Lastly. That it is an opinion very generally received, or which ought to be generally received, that the College of Astronomers in the city of Rotterdam, as well as all other colleges in all other parts of the world,—not to mention colleges and astronomers in general,—are, to say the least of the matter, not a whit better, nor greater, nor wiser than they ought to be.

NOTE.—Strictly speaking, there is but little similarity between the above sketchy trifle and the celebrated “Moon-Story” of Mr. Locke; but as both have the character of hoaxes (although the one is in a tone of banter, the other of downright earnest) and as both hoaxes are on the same subject, the moon,—moreover, as both attempt to give plausibility by scientific detail,—the author of “Hans Pfaall” thinks it necessary to say, in self-defence, that his own jeu d’esprit was published, in the Southern Literary Messenger, about three weeks before the commencement of Mr. L.’s in the New York Sun. Fancying a likeness which, perhaps, does not exist, some of the New York papers copied “Hans Pfaall,” and collated it with the “Moon-Hoax,” by way of detecting the writer of the one in the writer of the other.

As many more persons were actually gulled by the “Moon-Hoax” than would be willing to acknowledge the fact, it may here afford some little amusement to show why no one should have been deceived—to point out those particulars of the story which should have been sufficient to establish its real character. Indeed, however rich the imagination displayed in this ingenious fiction, it wanted much of the force which might have been given it by a more scrupulous attention to facts and to general analogy. That the public were misled, even for an instant, merely proves the gross ignorance which is so generally prevalent upon subjects of an astronomical nature.
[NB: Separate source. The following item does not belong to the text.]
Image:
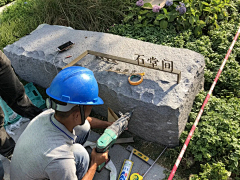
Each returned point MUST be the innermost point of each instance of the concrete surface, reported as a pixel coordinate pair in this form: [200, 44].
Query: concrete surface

The moon’s distance from the earth is, in round numbers, 240,000 miles. If we desire to ascertain how near, apparently, a lens would bring the satellite (or any distant object), we, of course, have but to divide the distance by the magnifying or, more strictly, by the space-penetrating power of the glass. Mr. L. makes his lens have a power of 42,000 times. By this divide 240,000 (the moon’s real distance), and we have five miles and five sevenths, as the apparent distance. No animal at all could be seen so far; much less the minute points particularized in the story. Mr.